May 1695. During a horse race at Edo Castle the chief of the shogun's intelligence service, Ejima Senzaemon, drops dead as his horse gallops across the finish line—the fourth in a recent series of sudden deaths of high-ranking officials. Sano Ichiro is ordered to investigate, despite his recent promotion to chamberlain and his new duties as the shogun's second-in-command.
Meanwhile, Sano's wife, Reiko, is invited to attend the trial of Yugao, a beautiful young woman accused of stabbing her parents and sister to death. The woman has confessed, but the magistrate believes there is more to this case than meets the eye. He delays his verdict and asks Reiko to prove Yugao's guilt or innocence.
As their investigations continue, both Sano and Reiko come to realize that the man he is trying to hunt and the woman she is desperate to save are somehow connected. A single fingerprint on Ejima's temple puts Sano on the trail of an underground movement to overthrow the regime, and in the path of an assassin with a deadly touch.
"Elegantly told and interspersed with delicious bits of history" (Kirkus Reviews), Laura Joh Rowland's The Assassin's Touch is a mystery you won't want to miss.

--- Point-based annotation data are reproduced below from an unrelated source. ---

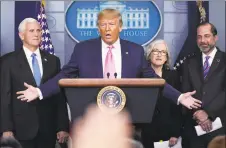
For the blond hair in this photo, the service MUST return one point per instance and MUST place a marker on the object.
(109, 13)
(151, 46)
(218, 142)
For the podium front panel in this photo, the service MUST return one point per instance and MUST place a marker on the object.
(140, 102)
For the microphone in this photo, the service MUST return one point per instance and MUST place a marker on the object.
(108, 75)
(115, 74)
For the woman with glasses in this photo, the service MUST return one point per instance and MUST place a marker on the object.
(166, 122)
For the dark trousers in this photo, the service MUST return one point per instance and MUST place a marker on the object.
(40, 141)
(195, 141)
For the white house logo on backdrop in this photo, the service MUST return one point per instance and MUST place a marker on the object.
(141, 20)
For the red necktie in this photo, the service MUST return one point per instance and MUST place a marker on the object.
(109, 68)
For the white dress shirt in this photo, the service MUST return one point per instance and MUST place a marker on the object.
(117, 56)
(28, 54)
(212, 55)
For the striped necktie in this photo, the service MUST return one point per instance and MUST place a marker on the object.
(36, 69)
(206, 66)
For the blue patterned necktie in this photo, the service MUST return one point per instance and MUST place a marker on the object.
(36, 69)
(206, 67)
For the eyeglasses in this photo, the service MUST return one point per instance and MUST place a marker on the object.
(156, 52)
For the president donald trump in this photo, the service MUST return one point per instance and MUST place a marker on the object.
(104, 57)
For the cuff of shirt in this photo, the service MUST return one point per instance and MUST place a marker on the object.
(179, 98)
(39, 94)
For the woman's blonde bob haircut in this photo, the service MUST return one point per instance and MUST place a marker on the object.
(152, 45)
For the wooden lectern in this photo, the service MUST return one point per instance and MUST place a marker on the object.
(141, 95)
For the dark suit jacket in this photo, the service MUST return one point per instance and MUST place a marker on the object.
(25, 119)
(167, 117)
(86, 62)
(210, 91)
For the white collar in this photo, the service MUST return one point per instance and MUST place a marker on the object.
(116, 44)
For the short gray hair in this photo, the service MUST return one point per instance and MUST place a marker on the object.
(22, 25)
(151, 46)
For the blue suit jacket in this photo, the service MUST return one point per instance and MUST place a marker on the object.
(86, 62)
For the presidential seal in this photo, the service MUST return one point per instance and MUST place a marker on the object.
(111, 99)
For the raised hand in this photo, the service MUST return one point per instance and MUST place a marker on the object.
(188, 101)
(30, 94)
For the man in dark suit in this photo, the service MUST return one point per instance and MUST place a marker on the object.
(205, 73)
(106, 57)
(38, 123)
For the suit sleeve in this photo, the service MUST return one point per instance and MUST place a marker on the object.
(220, 108)
(6, 97)
(70, 70)
(148, 72)
(175, 111)
(62, 113)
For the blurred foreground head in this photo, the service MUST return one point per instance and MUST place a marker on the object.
(98, 129)
(9, 142)
(218, 142)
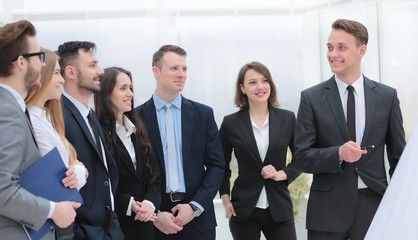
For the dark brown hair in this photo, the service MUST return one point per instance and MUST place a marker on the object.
(68, 52)
(105, 110)
(13, 42)
(241, 100)
(358, 30)
(156, 58)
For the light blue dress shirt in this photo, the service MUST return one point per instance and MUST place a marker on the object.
(176, 112)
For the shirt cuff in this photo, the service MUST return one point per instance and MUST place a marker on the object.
(129, 210)
(80, 172)
(51, 208)
(198, 205)
(150, 203)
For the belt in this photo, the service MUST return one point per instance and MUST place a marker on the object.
(176, 196)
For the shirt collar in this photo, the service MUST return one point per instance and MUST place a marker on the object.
(342, 86)
(36, 111)
(160, 103)
(16, 95)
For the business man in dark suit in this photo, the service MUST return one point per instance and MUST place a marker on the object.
(21, 61)
(96, 218)
(192, 171)
(337, 119)
(259, 134)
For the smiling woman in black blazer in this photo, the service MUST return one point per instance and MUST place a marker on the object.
(259, 134)
(138, 191)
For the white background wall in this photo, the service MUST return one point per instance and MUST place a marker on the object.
(221, 36)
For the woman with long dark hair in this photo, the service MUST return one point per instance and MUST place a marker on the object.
(259, 134)
(138, 191)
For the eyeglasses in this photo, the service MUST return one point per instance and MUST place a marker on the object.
(41, 56)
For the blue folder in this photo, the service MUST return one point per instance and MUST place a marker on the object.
(43, 178)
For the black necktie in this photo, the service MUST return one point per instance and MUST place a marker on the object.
(93, 126)
(351, 113)
(30, 126)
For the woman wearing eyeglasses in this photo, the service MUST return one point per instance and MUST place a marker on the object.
(259, 134)
(44, 105)
(138, 191)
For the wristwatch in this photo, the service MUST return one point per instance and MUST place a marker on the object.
(196, 211)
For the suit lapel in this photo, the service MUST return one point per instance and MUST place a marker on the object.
(334, 102)
(82, 123)
(275, 131)
(125, 158)
(371, 102)
(248, 134)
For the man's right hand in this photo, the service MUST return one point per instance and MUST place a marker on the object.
(64, 213)
(350, 152)
(165, 223)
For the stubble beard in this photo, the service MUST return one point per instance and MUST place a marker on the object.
(32, 79)
(87, 85)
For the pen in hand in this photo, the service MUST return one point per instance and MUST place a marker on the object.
(368, 147)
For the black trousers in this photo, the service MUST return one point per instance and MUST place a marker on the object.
(367, 204)
(261, 221)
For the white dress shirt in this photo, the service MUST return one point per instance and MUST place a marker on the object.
(360, 104)
(47, 138)
(262, 139)
(124, 134)
(22, 105)
(84, 111)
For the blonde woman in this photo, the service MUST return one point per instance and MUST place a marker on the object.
(44, 105)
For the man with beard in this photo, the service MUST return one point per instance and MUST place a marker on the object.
(80, 68)
(21, 61)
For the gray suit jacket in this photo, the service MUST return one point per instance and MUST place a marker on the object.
(321, 129)
(17, 152)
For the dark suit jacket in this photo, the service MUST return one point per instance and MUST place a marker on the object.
(93, 214)
(203, 162)
(321, 129)
(237, 135)
(18, 151)
(133, 182)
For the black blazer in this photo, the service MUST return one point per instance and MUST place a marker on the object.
(203, 162)
(321, 129)
(237, 135)
(133, 182)
(92, 215)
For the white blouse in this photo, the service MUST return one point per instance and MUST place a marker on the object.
(47, 138)
(262, 139)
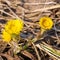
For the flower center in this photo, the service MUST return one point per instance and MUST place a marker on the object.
(46, 23)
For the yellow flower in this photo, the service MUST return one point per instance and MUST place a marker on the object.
(6, 37)
(14, 26)
(46, 23)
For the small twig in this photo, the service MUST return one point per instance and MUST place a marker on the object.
(47, 8)
(8, 14)
(36, 51)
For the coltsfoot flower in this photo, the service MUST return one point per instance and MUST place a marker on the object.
(14, 26)
(6, 36)
(46, 23)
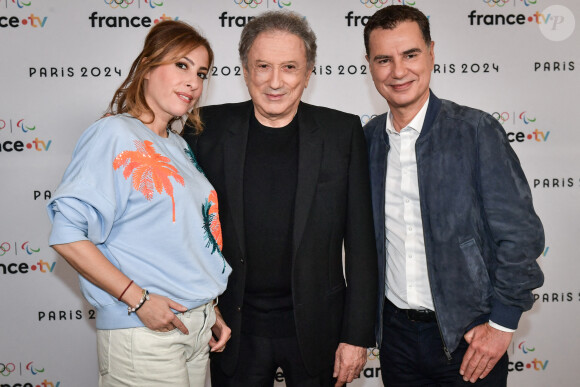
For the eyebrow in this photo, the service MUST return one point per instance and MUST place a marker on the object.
(407, 52)
(192, 63)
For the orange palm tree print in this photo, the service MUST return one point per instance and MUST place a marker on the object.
(151, 171)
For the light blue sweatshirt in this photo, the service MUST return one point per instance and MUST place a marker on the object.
(144, 202)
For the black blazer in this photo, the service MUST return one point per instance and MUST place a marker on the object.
(333, 204)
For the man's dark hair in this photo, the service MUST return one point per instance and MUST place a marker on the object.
(391, 16)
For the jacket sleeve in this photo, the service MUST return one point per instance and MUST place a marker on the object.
(360, 253)
(514, 227)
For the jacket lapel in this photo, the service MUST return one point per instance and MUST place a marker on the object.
(234, 159)
(309, 160)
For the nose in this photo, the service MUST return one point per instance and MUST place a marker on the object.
(194, 83)
(275, 80)
(399, 69)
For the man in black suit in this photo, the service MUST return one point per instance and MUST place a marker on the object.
(293, 185)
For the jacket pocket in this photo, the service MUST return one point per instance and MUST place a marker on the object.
(476, 270)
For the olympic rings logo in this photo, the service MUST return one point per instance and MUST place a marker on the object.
(248, 3)
(119, 3)
(493, 3)
(501, 117)
(7, 369)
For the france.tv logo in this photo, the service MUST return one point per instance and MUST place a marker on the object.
(21, 3)
(256, 3)
(501, 3)
(126, 3)
(381, 3)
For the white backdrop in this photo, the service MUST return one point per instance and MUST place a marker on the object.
(60, 62)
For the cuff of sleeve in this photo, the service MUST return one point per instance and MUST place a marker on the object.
(505, 315)
(64, 232)
(500, 328)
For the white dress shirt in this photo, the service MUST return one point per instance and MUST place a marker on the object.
(407, 281)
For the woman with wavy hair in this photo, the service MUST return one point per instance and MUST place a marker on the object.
(136, 217)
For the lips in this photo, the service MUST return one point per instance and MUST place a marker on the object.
(401, 86)
(185, 97)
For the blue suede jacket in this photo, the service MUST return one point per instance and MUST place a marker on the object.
(482, 235)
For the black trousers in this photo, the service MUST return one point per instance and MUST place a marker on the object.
(412, 355)
(259, 360)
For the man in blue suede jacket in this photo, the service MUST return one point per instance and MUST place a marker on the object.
(457, 236)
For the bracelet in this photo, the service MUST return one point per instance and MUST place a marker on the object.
(144, 297)
(127, 288)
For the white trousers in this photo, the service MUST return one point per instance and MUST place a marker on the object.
(142, 357)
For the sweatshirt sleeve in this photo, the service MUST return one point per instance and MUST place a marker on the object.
(87, 201)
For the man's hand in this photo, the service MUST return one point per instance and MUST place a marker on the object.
(486, 346)
(157, 315)
(348, 363)
(221, 331)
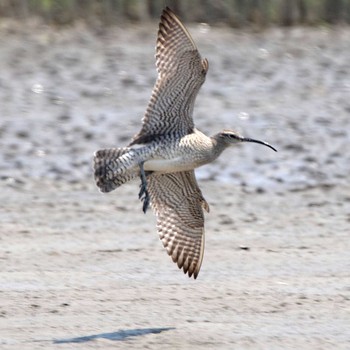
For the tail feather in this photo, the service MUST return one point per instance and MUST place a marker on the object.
(110, 170)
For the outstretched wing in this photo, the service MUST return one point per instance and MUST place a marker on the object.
(178, 203)
(181, 72)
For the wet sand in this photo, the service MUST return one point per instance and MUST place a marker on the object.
(79, 269)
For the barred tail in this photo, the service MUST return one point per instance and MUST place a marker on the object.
(113, 167)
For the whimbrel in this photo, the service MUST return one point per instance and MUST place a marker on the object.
(168, 148)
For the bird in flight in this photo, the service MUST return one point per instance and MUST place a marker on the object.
(168, 148)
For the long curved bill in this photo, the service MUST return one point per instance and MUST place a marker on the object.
(247, 139)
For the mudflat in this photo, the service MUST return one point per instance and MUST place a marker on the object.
(80, 269)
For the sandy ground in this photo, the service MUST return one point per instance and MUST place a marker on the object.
(81, 270)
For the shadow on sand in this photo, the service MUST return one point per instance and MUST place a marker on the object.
(116, 336)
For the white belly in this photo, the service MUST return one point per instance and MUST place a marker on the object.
(168, 165)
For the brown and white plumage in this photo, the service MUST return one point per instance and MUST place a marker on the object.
(168, 148)
(181, 73)
(178, 203)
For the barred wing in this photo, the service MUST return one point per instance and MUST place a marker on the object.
(181, 72)
(178, 203)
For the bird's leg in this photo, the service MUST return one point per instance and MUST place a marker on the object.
(143, 194)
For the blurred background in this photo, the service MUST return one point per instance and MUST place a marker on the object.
(236, 13)
(77, 75)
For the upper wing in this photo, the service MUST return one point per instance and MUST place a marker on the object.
(178, 203)
(181, 72)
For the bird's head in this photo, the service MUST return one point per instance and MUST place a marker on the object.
(229, 137)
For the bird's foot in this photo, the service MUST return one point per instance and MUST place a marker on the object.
(143, 194)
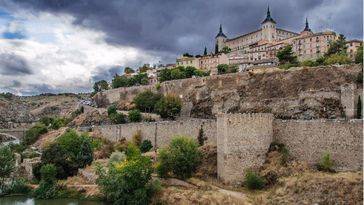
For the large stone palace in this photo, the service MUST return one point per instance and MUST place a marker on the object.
(259, 48)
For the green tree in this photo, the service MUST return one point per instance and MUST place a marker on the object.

At the start of Rowland's assured 10th historical set in 17th-century Japan (after 2004's The Perfumed Sleeve), Sano Ichiro, now the shogun's chamberlain and second-in-command, returns to his previous role of criminal investigator after the country's top spy, Ejima Senzaemon, drops dead on his mount during a horse race. Sano quickly finds that Senzaemon was just the latest senior official to die without warning. With the assistance of Hirata, his longtime assistant, the chamberlain uses his highly irregular sources to get on the trail of a martial-arts master using the legendary dim-mak, or touch of death. As always, the potential political ramifications of the crimes, which threaten the regime's precarious hold on power, add urgency to the inquiries, and failure risks not only Sano's status but his family's lives as well. While the significance of the subplot featuring Sano's wife, Reiko, may strike some as coincidental, the compelling story line, evocative detail and suspense should engage newcomers and satisfy longtime fans alike. At a point when many series show signs of wear, Rowland's characters remain fresh.